By Jean-Baptiste Sachot, 10:30 AM on October 20, 2016

The implementation of an ERP system creates such disruption in a business that the success of the project depends largely on its acceptance by staff. For this reason, it's best to start the management of change in an ERP project before you've even selected the software package, and to continue after it's been put into production.


When should you start the change management process?  

All companies begin by researching the available solutions when setting up a new information system, followed by meetings with the management software publishers. Often, the publisher/integrator will warn clients at the pre-sale stage not to neglect the process of adaptation to change. A company's employees are used to using certain tools and will sometimes have worked with them for several years. That's why it's advisable to involve future users right from the stage of researching the ERP, to get as many as possible onside. This should mean that the change is viewed as an improvement rather than an annoyance.

Is it the technical consultant or the project team that will be responsible for managing the change?

Support during change is not usually the responsibility of the publisher/integrator who, in addition to their role as project manager for the implementation of the ERP system, also acts as an adviser. Even though the publisher is not responsible for work carried out by the client who's paying for the service, they should discuss this aspect upstream with the client because the success of the rollout is dependent on everyone being onside. In some companies, it's the in-house project team that's responsible for keeping all the different departments informed via the departmental referents who make up the team. However, Akuiteo would advise you to entrust the management of this aspect to the expert technical consultants.

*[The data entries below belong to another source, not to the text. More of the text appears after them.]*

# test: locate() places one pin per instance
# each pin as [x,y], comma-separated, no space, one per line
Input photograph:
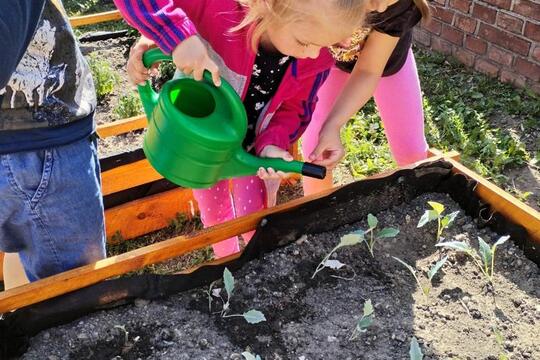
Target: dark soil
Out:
[313,318]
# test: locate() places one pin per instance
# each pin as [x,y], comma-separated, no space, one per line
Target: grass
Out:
[461,110]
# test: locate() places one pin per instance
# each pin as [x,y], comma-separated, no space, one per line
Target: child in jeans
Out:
[51,213]
[272,52]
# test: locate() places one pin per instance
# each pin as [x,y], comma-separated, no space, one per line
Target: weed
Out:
[129,105]
[365,321]
[426,289]
[436,213]
[105,79]
[384,233]
[251,316]
[484,258]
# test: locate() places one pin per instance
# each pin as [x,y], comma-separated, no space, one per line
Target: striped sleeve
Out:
[163,21]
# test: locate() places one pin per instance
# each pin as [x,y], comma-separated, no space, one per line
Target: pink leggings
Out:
[399,102]
[218,204]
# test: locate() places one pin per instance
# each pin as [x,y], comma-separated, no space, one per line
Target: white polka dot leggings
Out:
[220,203]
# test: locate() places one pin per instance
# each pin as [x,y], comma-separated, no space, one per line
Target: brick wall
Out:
[500,38]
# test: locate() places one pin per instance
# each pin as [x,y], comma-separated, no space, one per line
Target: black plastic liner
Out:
[276,230]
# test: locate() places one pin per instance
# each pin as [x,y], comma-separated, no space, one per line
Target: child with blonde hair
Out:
[274,54]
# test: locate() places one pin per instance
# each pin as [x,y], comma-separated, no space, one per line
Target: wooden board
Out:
[149,214]
[78,21]
[90,274]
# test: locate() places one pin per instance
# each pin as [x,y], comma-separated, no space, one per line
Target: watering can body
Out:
[195,132]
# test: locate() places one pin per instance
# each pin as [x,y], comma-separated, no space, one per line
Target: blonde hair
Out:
[261,14]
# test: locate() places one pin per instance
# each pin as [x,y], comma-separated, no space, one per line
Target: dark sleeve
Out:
[398,19]
[18,21]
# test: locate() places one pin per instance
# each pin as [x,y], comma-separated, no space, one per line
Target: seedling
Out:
[436,213]
[346,240]
[415,352]
[426,289]
[384,233]
[365,321]
[484,258]
[251,316]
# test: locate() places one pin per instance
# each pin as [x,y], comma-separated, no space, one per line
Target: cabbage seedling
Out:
[436,213]
[365,321]
[251,316]
[384,233]
[484,258]
[426,289]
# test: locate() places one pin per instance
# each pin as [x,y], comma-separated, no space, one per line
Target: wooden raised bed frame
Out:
[154,212]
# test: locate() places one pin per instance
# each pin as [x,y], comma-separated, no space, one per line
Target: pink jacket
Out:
[168,22]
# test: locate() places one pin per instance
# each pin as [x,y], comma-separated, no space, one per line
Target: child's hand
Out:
[137,73]
[330,150]
[271,151]
[191,57]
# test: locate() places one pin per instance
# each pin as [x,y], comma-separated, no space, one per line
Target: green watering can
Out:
[195,132]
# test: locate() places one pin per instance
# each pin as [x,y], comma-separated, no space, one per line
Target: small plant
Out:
[346,240]
[249,356]
[365,321]
[426,289]
[251,316]
[484,259]
[384,233]
[415,352]
[105,79]
[128,106]
[436,213]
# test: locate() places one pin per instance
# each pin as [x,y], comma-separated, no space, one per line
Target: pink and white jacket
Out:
[168,22]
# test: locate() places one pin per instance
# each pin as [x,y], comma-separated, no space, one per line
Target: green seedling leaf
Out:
[438,207]
[436,268]
[228,280]
[334,264]
[428,216]
[456,245]
[254,316]
[415,352]
[372,221]
[388,233]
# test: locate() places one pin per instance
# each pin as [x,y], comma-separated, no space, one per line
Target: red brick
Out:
[536,53]
[440,45]
[501,4]
[464,56]
[461,5]
[532,31]
[527,8]
[444,15]
[433,26]
[465,23]
[484,13]
[486,67]
[422,37]
[511,78]
[504,39]
[510,23]
[500,56]
[472,43]
[527,68]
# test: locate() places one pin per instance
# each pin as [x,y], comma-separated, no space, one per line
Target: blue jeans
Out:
[51,209]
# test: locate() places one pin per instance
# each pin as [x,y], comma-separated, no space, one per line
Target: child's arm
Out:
[358,90]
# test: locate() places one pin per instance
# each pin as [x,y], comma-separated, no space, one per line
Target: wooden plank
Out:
[90,274]
[78,21]
[149,214]
[503,202]
[128,176]
[122,126]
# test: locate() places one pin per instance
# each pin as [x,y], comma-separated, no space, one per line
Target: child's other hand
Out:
[329,150]
[137,73]
[191,57]
[272,151]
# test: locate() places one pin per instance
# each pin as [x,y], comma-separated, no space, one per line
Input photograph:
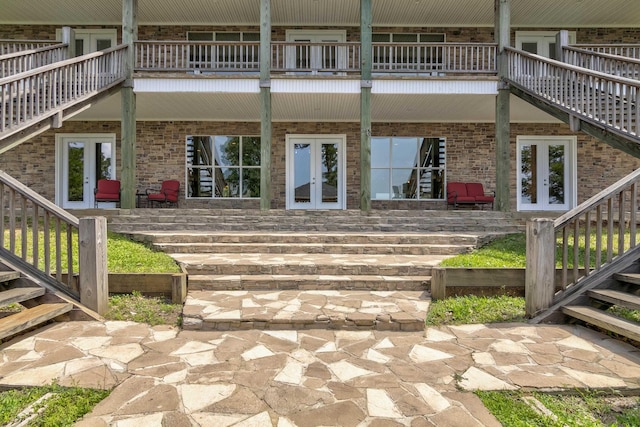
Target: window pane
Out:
[199,151]
[251,37]
[200,37]
[380,38]
[200,182]
[228,37]
[380,188]
[251,151]
[403,183]
[227,151]
[102,44]
[380,153]
[227,182]
[531,47]
[404,152]
[405,38]
[432,38]
[251,182]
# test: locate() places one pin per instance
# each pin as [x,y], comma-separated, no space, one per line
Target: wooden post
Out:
[366,17]
[94,280]
[128,124]
[503,128]
[539,282]
[69,38]
[265,104]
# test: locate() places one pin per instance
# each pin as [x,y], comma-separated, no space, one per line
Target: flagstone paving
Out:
[164,376]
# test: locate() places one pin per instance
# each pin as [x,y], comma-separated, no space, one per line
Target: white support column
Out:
[503,116]
[128,124]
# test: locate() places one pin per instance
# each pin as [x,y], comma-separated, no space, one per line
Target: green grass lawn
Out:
[123,254]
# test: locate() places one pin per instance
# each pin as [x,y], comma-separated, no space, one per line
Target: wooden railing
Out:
[11,46]
[19,62]
[302,57]
[38,232]
[434,58]
[602,62]
[47,90]
[54,244]
[605,100]
[583,241]
[628,50]
[310,58]
[201,56]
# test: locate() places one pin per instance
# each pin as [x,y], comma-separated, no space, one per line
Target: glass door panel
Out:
[545,175]
[315,172]
[83,161]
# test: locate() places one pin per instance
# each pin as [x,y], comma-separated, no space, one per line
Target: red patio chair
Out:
[168,193]
[107,190]
[475,189]
[457,194]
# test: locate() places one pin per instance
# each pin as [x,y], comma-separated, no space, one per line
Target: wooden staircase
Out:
[623,290]
[38,305]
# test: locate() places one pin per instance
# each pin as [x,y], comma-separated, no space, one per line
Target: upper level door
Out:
[81,160]
[310,54]
[92,40]
[315,172]
[546,173]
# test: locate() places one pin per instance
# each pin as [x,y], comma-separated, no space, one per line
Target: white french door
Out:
[546,173]
[81,160]
[315,172]
[314,57]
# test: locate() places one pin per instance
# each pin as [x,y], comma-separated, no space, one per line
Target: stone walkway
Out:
[163,376]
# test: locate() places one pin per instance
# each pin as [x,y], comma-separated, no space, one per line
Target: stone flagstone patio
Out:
[161,376]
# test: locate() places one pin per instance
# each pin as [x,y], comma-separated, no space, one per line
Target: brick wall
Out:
[470,156]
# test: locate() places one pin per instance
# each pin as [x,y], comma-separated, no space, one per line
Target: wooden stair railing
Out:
[40,99]
[25,60]
[590,242]
[67,254]
[579,96]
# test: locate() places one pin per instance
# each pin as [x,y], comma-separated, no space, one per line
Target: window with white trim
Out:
[231,53]
[407,51]
[223,166]
[407,168]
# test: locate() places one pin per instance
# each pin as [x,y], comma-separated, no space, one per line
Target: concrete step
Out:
[308,282]
[308,264]
[245,237]
[312,248]
[298,310]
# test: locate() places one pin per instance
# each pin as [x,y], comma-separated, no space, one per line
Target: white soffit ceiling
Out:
[400,13]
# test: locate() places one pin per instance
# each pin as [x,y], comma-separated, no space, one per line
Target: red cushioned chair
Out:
[168,193]
[476,190]
[457,194]
[108,190]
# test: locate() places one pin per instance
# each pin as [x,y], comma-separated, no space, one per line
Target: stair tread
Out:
[627,278]
[6,276]
[31,317]
[293,309]
[624,299]
[604,320]
[14,295]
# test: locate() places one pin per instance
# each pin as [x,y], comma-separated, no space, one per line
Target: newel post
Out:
[539,286]
[94,281]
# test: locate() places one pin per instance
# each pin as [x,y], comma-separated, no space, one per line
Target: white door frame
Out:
[570,171]
[315,36]
[316,172]
[61,171]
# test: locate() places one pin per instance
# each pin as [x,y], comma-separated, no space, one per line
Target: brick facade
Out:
[470,156]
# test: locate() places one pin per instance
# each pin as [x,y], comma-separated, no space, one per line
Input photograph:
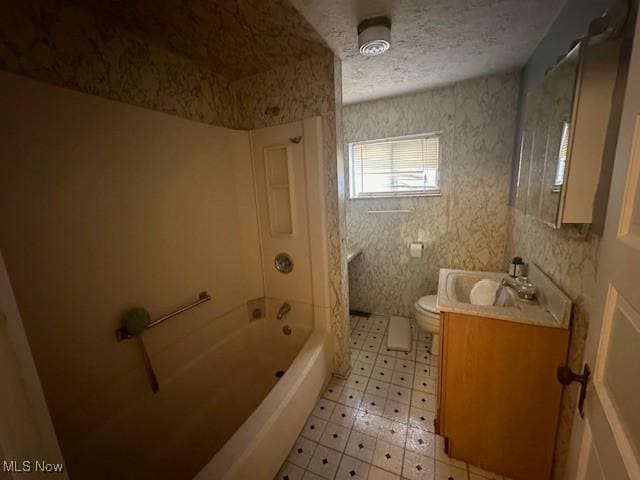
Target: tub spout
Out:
[284,309]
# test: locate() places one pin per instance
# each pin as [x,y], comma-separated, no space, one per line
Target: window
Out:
[562,158]
[395,166]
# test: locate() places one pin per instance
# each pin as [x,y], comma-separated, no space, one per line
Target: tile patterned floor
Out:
[378,423]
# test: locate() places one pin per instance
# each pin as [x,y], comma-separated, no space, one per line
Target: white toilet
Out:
[428,318]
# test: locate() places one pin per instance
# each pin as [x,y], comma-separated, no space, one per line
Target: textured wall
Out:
[291,93]
[571,24]
[56,42]
[463,228]
[571,262]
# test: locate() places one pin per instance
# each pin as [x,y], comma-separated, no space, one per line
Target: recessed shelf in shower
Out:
[279,177]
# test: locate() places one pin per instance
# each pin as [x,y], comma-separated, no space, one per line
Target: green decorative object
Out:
[136,320]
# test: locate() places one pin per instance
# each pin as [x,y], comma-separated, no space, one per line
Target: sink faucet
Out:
[522,286]
[283,310]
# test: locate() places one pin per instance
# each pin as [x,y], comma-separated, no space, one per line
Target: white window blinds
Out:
[562,156]
[407,165]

Communication plus training equals happier staff

The prime purpose of change management is to reassure staff and this process begins with full and totally transparent communication about the project. All future users need to be involved, not just the members of the project team.

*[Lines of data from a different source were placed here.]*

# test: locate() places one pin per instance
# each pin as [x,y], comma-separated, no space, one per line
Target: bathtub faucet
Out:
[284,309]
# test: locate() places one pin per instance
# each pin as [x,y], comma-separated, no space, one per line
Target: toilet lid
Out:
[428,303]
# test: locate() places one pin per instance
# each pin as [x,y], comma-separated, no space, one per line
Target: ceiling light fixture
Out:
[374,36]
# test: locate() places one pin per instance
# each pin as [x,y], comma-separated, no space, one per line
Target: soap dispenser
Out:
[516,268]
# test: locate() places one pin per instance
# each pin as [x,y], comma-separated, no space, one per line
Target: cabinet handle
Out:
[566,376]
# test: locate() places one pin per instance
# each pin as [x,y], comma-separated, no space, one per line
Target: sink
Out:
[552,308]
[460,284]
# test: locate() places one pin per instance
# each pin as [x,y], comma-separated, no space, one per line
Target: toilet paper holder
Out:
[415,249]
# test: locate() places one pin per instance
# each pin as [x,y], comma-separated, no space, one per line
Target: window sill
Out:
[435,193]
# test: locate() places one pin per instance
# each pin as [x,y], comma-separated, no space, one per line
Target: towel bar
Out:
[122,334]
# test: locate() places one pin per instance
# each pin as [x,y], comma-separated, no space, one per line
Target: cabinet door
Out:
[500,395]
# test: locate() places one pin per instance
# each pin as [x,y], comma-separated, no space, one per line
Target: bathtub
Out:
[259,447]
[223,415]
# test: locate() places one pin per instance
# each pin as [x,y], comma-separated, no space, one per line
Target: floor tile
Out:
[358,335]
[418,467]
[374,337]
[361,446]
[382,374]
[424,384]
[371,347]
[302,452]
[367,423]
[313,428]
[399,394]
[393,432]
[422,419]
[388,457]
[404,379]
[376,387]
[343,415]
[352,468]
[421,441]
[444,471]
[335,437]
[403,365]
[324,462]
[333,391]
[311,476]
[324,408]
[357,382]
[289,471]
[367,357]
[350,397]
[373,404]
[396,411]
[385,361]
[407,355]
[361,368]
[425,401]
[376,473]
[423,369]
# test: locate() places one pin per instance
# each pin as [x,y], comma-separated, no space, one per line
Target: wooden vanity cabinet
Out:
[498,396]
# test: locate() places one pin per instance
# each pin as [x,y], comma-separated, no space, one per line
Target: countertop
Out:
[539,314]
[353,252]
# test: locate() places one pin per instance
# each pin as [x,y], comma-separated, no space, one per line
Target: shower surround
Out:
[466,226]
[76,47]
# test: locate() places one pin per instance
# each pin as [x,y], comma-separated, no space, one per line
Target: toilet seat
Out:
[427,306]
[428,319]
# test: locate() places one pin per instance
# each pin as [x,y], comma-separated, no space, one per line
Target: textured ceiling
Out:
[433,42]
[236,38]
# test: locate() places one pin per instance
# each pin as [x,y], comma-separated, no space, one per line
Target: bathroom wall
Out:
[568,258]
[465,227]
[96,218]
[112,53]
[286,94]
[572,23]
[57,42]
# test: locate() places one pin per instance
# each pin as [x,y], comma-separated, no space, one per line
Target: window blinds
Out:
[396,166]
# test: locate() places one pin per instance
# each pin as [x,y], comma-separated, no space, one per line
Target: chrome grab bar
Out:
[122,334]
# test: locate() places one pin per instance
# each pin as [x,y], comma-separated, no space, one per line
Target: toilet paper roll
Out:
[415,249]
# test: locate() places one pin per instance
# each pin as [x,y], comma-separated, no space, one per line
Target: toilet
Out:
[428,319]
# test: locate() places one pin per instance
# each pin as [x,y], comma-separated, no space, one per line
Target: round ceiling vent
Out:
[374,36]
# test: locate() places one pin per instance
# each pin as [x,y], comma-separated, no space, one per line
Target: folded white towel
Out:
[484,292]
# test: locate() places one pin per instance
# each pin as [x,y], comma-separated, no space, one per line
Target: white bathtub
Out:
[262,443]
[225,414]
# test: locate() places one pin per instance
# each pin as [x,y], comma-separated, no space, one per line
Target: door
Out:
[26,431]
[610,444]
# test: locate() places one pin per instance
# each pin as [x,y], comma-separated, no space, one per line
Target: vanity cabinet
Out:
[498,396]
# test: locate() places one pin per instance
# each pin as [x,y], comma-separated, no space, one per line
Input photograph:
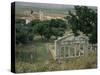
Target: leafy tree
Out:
[58,27]
[85,20]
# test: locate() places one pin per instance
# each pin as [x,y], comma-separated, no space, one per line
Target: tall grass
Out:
[41,60]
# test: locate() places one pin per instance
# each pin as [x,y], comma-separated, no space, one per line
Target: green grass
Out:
[42,60]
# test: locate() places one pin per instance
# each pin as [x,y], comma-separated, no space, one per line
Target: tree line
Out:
[83,20]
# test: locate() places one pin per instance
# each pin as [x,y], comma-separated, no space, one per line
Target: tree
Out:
[85,20]
[58,27]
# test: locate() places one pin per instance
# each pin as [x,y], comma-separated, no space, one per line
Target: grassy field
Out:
[35,57]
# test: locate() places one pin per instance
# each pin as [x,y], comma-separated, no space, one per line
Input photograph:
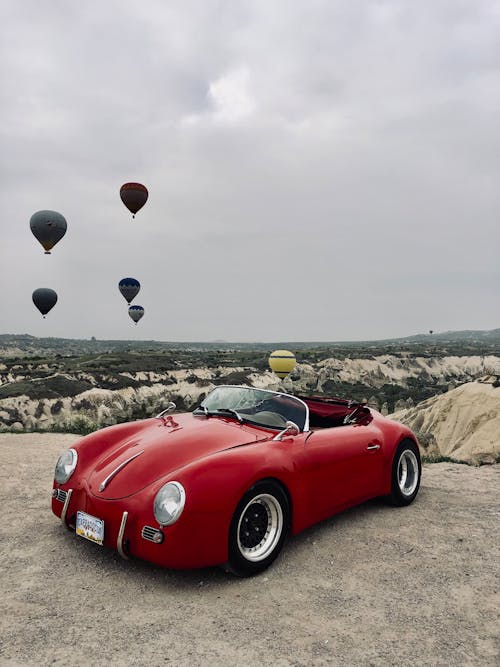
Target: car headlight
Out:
[65,466]
[169,503]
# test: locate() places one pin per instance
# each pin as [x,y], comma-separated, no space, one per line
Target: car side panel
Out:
[343,466]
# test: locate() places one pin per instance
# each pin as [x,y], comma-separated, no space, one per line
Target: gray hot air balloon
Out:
[136,312]
[134,196]
[44,299]
[48,227]
[129,288]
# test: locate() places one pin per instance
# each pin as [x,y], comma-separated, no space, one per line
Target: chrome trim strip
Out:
[108,479]
[65,507]
[119,539]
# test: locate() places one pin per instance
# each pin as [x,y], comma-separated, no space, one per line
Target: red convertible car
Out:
[225,484]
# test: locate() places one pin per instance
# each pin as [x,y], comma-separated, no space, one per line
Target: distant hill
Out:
[449,342]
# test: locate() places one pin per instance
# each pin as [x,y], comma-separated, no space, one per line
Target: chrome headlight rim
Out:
[180,502]
[63,471]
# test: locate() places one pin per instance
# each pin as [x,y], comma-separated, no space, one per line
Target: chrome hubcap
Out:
[260,527]
[407,472]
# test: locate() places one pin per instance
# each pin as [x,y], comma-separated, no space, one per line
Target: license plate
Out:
[90,527]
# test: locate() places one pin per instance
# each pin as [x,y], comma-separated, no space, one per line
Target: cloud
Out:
[299,154]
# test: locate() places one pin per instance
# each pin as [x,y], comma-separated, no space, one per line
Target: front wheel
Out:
[258,529]
[406,473]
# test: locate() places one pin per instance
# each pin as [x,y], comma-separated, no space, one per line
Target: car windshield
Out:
[257,406]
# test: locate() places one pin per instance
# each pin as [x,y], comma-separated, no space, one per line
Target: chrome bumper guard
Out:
[119,539]
[65,506]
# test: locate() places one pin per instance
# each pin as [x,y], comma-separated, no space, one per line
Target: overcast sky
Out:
[317,169]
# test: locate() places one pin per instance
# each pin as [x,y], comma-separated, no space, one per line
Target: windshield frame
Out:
[246,417]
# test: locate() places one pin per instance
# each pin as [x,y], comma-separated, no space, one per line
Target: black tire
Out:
[406,474]
[264,513]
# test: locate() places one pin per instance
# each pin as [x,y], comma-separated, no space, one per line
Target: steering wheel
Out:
[269,418]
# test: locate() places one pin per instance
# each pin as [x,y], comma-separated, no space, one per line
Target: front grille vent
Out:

The main phases in change management are:

  • Informing staff about the ERP (particularly the introduction of outside contractors, such as the referent project leader from the publisher/integrator.
  • Monitoring the set-up and working on the sticking points by getting together with the project team.
  • Celebrating the progress of each stage.
  • Organising training for each module or feature: the training is first given to the members of the project team (key users) who are then responsible for training the people in their own departments by adapting the resources provided by the publisher/integrator, sharing reference documents (manuals, FAQ) and help forums for users.
  • Creating a test environment open to users so they can get used to the new tool.

After the go-live, the permanent renewal

Once the new software package is up and running and the users are totally familiar with all its features, the management of change is considered to have been a success. However, the nature of ERPs is that they evolve constantly. There is a training need on two levels after the launch of the ERP:

  • Users then need to be trained in the new features, new modules and new screens with every upgrade; Refresher training also needs to carried out.
  • Users often get into bad habits and drift away from optimal use of the ERP. That's why they need refresher training, to explain good practice once again, so they can improve their everyday use of the software.